Les échanges de vêtements d’occasion sont antérieurs aux périodes coloniales. Pour autant, les colonisations ont permis l’institutionnalisation des échanges de fripe depuis les métropoles vers leurs colonies. Ces flux commerciaux ont formé la base d’un commerce toujours actuel où transitent des tonnes de vêtements du Nord vers le Sud.
L’anthropologue Jean Comaroff explique dans un article en 1994 que la mission civilisatrice des Empires occidentaux consistaient en une conquête autant du religieux que de l’ordinaire. Par conséquent, contrôler les objets de tous les jours était aussi important dans la colonisation que de diffuser la Bible. Ainsi, les vêtements ont largement participé à la construction des sujets colonisés.

Selon elle, les entreprises coloniales avaient des visées à la fois civilisatrices et répondaient à des objectifs commerciaux.

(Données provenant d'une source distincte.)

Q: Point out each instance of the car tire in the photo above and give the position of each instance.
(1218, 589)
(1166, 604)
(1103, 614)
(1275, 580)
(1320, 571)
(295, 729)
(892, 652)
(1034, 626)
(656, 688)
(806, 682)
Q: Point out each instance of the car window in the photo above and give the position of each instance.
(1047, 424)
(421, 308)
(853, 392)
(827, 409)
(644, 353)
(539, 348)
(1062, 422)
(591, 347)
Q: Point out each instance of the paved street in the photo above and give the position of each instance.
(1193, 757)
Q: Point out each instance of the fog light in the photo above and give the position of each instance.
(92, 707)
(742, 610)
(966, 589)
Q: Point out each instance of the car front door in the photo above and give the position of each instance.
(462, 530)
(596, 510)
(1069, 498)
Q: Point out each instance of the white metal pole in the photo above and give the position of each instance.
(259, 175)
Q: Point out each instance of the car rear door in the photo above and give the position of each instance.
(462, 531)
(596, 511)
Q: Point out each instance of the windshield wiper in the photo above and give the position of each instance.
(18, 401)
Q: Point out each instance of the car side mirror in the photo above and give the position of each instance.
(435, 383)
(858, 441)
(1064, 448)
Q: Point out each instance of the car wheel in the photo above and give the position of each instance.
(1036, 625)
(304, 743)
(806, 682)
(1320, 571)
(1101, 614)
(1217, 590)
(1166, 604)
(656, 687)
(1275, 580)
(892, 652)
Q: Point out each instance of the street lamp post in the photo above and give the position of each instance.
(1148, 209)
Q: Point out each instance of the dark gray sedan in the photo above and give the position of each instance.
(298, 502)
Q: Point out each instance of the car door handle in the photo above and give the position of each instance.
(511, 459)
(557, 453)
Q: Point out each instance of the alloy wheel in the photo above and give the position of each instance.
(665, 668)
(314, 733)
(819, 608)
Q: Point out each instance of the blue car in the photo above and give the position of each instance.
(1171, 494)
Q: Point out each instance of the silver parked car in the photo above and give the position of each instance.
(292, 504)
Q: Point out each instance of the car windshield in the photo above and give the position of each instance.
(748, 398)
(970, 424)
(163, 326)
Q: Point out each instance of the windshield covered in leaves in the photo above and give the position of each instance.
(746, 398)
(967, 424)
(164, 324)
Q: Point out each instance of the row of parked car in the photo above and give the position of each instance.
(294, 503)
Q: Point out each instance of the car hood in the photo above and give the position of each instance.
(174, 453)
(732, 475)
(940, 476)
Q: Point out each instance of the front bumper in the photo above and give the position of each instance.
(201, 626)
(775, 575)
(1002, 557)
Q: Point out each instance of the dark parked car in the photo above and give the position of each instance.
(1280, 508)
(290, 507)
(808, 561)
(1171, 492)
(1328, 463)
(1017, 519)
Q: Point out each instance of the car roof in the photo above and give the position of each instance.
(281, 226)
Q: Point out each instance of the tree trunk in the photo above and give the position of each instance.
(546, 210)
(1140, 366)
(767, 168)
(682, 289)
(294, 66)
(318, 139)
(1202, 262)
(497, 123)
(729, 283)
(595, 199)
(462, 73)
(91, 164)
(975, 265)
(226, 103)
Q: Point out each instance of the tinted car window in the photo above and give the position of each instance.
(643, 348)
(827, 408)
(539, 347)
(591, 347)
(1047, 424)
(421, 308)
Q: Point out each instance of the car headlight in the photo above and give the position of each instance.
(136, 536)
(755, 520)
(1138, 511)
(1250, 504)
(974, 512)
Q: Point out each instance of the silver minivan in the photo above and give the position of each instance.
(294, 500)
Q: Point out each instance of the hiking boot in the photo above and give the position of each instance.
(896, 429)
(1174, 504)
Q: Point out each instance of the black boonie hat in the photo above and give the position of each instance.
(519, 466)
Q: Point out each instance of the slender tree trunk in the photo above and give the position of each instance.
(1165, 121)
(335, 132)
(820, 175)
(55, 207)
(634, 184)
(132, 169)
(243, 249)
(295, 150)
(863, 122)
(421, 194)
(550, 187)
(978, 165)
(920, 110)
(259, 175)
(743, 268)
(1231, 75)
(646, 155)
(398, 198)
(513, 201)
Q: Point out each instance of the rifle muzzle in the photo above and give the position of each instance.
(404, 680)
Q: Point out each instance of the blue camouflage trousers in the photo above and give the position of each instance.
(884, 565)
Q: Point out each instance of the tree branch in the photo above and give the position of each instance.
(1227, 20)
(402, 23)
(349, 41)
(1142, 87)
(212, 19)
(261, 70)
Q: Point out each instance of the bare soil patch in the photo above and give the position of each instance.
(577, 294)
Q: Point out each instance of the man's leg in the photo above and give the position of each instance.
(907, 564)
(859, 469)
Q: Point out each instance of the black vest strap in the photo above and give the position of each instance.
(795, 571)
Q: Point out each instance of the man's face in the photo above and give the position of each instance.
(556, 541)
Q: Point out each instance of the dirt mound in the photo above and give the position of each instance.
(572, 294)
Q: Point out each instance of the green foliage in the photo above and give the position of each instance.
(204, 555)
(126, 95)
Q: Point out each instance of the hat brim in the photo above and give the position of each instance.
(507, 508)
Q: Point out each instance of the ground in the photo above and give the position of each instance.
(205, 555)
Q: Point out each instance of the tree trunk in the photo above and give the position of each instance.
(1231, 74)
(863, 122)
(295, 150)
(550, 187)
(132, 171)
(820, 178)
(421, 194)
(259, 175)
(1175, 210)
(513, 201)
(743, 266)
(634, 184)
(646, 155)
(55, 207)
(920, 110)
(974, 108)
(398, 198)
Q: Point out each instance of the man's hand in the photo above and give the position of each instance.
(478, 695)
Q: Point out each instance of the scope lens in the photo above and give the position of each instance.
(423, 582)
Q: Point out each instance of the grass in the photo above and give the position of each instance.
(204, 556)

Ainsi, si les missionnaires chrétiens se sont engagés à couvrir l’apparente nudité des populations colonisées pour répondre à des normes religieuses de la pudeur, ils participaient en parallèle, à des objectifs commerciaux de l’Empire de créer de nouveaux marchés hors de la métropole.
Les industries textiles locales servant à répondre aux normes vestimentaires antérieures à la colonisation, ne pouvaient pas répondre aux demandes de couvrir les corps d’une autre manière, C’est le cas par exemple de l’industrie textile en Afrique du Sud, qui ne permettait pas de répondre aux normes vestimentaires imposées par l’Empire anglais. Ainsi, l’Empire a appelé à ce que Comarroff nomme la « générosité » de la population de la métropole pour envoyer des anciens vêtements vers les colonies. Ces envois arrivaient à une période de croissance de l’industrie de la mode en Europe, qui encourageait les gens à se débarrasser de leurs vetements usés. Ainsi, des tonnes de vêtements usés d’Angleterre étaient envoyés en Afrique du Sud pour habiller les populations colonisées.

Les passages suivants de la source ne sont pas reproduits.